My surfaces are large and are hung from the ceiling. They show their structure particularly nicely, if they are illuminated. The illumination is by fairy lights, which are battery operated, so the surface can be hung anywhere.
The forms I make are inspired by sea life, algae and also blossoms.

Illuminated Blossom
Illuminated Blossom
50 x 80 cm

This surface started out as a long tube, which gradually gets larger at one end, until it widens ever more explosively and the tension in the surface makes it curve hyperbolically.
The fairy lights inside can show this structure very effectively.
This surface image reminds me of sea creatures illuminated mysteriously in the darkness.

Conic ovoid lamp with hyperbolic axes and tail
Conic ovoid lamp with hyperbolic axes and tail
88 x 60 cm

This piece started out as a cone shaped ovoid.
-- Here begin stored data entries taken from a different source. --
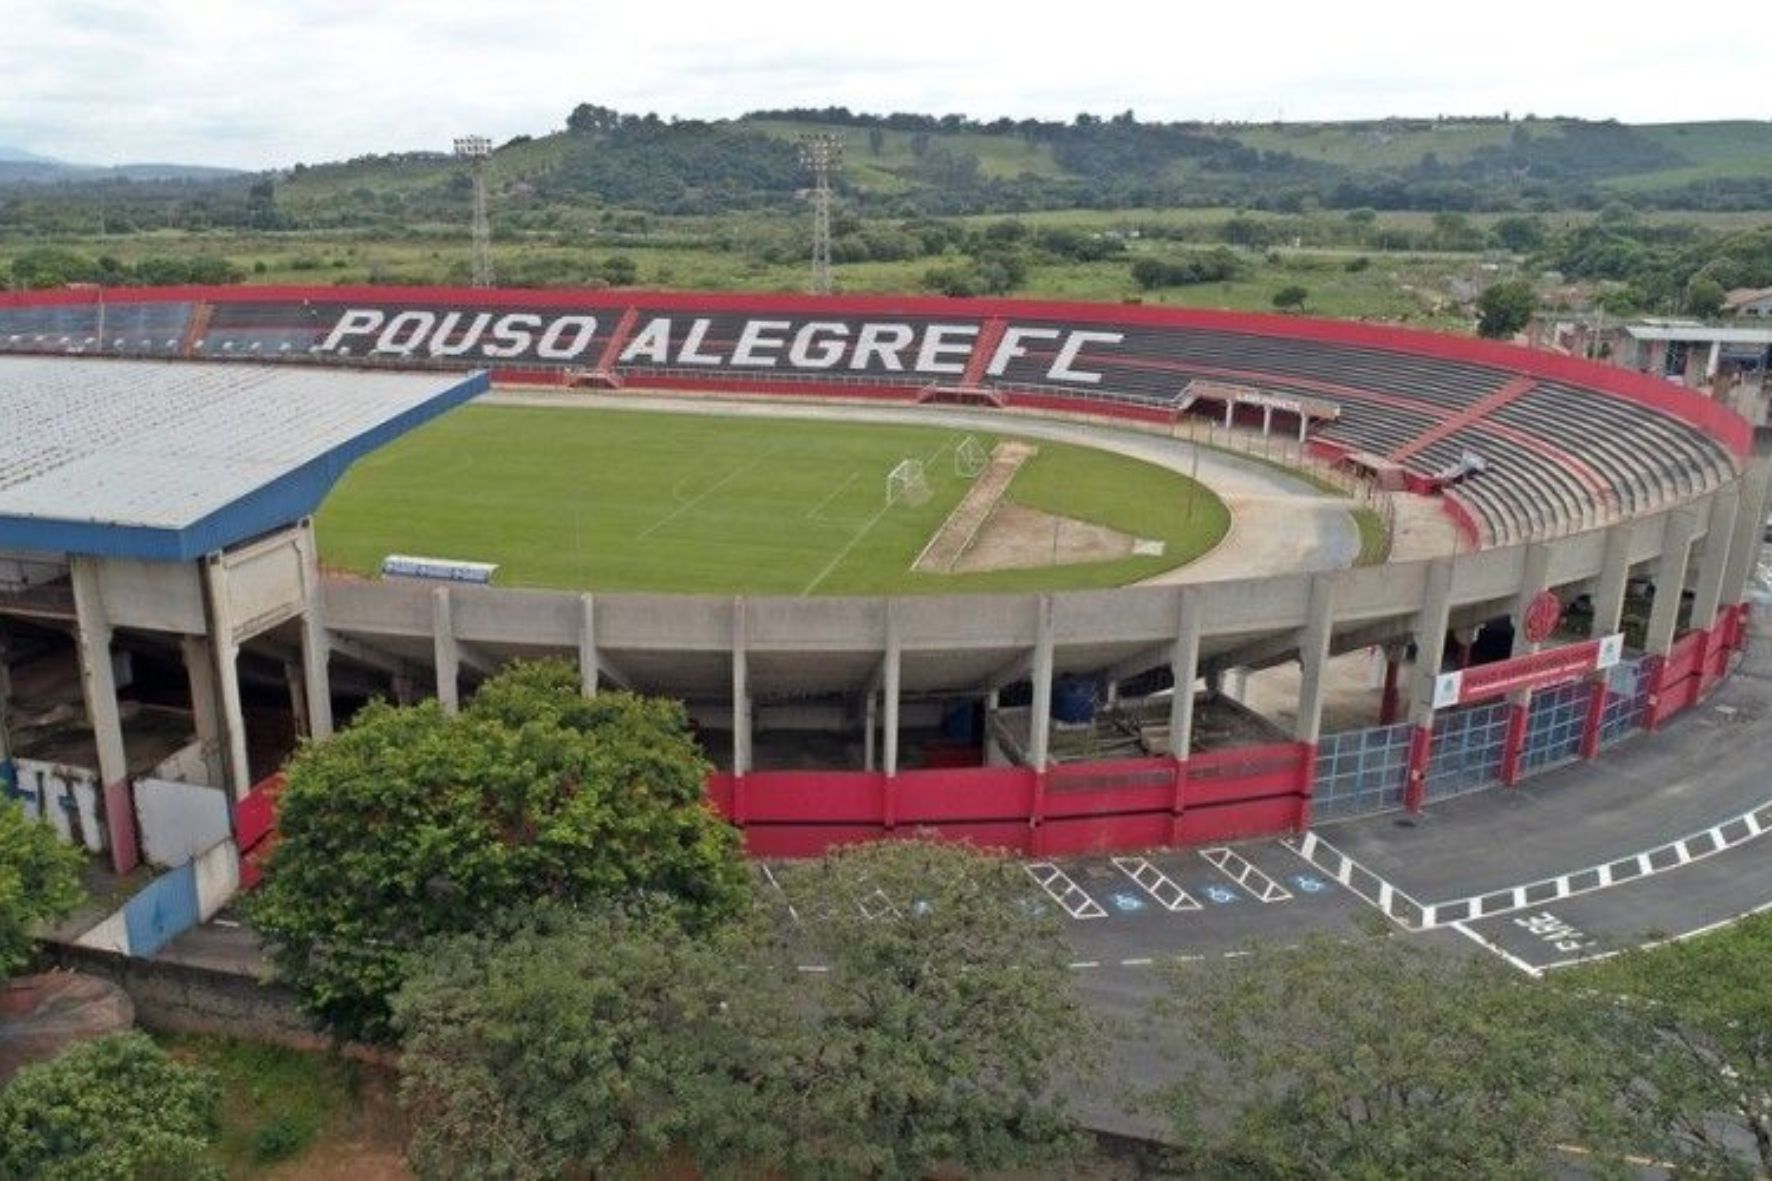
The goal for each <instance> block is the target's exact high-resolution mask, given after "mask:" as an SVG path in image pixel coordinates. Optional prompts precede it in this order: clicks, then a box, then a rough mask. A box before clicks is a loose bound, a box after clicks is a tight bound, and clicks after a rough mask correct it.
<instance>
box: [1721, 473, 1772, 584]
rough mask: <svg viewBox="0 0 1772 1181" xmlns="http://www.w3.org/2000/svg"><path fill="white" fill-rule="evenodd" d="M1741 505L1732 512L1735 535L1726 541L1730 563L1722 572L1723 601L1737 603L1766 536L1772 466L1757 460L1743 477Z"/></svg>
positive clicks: (1751, 574) (1753, 571)
mask: <svg viewBox="0 0 1772 1181" xmlns="http://www.w3.org/2000/svg"><path fill="white" fill-rule="evenodd" d="M1737 488H1738V489H1740V493H1738V495H1740V504H1738V507H1737V511H1735V536H1733V537H1731V539H1729V562H1728V567H1726V569H1724V571H1722V601H1724V603H1740V601H1742V599H1744V598H1745V592H1747V578H1749V576H1751V575H1753V573H1754V560H1756V559H1758V557H1760V544H1761V539H1763V536H1765V532H1763V530H1765V520H1767V493H1768V491H1772V465H1768V463H1767V461H1763V459H1756V461H1754V463H1753V465H1751V466H1749V468H1747V472H1745V473H1744V475H1742V481H1740V484H1737Z"/></svg>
I added three hyperbolic axes on the outside. Each time the crochet reached the long end of the cone, I added a little to the length of the tail, which is two hyperbolic planes attached to each other. The transition from three axes along the cone to two axes along the tail was a bit tricky, since the hyperbolic crochet was done in one go as a single spiral.
I imagine some sea algae, when I see this. There are algae with little enclosed air bubbles, which help the algae float.
The cone shaped ovoid appears pink, because the plastic wire inside is bright orange. Orange seems to be the industry standard for thick plastic wire.